As part of its efforts to commemorate the 40th anniversary of reform and opening-up, China has announced a series of concrete measures to open up wider to foreign investors, including broadening market access, improving investment environment, and increasing imports.
"Opening up more to foreign investment could benefit China greatly," Obstfeld said, adding there's "significant room" for China to open up further and to give markets even a "bigger role" in the economy, which would help enhance China's economic growth and stability.
Acknowledging that Chinese authorities have taken steps to rein in rapid credit growth and better oversee the financial sector, Obstfeld believed greater exchange rate flexibility is also essential for China's long-term growth.
"There is a big reform agenda there. I think one of the biggest issues for China is also moving to a more flexible currency," said the IMF chief economist.

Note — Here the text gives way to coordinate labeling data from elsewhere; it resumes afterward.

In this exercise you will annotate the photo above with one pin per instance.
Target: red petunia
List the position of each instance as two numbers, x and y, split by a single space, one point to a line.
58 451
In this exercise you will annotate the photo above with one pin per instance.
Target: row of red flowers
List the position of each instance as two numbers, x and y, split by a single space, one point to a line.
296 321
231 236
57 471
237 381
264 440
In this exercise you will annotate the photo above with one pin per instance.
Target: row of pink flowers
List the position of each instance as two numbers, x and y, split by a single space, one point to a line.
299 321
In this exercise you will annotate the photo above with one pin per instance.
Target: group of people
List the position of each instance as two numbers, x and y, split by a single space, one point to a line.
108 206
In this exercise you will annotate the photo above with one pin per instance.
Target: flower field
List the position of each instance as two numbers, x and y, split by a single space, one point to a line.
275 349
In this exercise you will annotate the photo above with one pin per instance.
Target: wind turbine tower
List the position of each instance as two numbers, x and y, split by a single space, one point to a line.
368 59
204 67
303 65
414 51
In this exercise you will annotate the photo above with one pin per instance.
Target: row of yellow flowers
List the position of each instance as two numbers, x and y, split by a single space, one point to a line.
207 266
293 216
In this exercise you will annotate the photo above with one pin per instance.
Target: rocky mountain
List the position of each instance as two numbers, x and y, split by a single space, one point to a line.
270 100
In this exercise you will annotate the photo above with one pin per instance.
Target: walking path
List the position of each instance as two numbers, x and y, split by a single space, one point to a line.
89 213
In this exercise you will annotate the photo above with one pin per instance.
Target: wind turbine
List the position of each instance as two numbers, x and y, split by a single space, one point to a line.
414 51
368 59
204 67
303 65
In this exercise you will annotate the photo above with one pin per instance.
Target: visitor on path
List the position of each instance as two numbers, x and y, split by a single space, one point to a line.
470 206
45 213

"This is something that, again, is a stated goal with the authorities, but it would be very important in helping the economy adjust and also ultimately diffusing some of the trade tensions," he said.
Noting that China is increasingly a producer of new technologies, Obstfeld said it's in China's interests to strengthen intellectual property rights (IPR) protection and reform that regime on a multilateral basis.
"I think it's really important that this does not play out in a conflictual way because that will be destabilizing for the entire global economy," he said.
Reflecting on major changes in the global economy, Obstfeld said the institutions of multilateralism and the multilateral basis of international governance were "basically unquestioned" when he joined the IMF in September 2015.
However, nowadays there "seems to be more of a questioning of multilateralism, especially on the part of the US government," he said.
"There is a more conflictual approach to international economic relations than we had seen, and that's a really big change," he added.
Citing the inclusion of Chinese currency, the renminbi (RMB), into the IMF's Special Drawing Right (SDR) basket, Obstfeld said embedding China into the multilateral system is "actually in everyone's interest."
While there's a rise of trade frictions around the world, Obstfeld believed that the narrative of de-globalization is "a little bit overdone."
"There are certain technological trends that are pushing some reshoring of formerly offshore industries, but I wouldn't think of those as de-globalization," Obstfeld said, adding international trade remains a "dominant" factor for most economies.
"We are not really in my view going to go back to conditions of the Great Depression where trade absolutely collapsed under the pressure of trade restrictions," he said.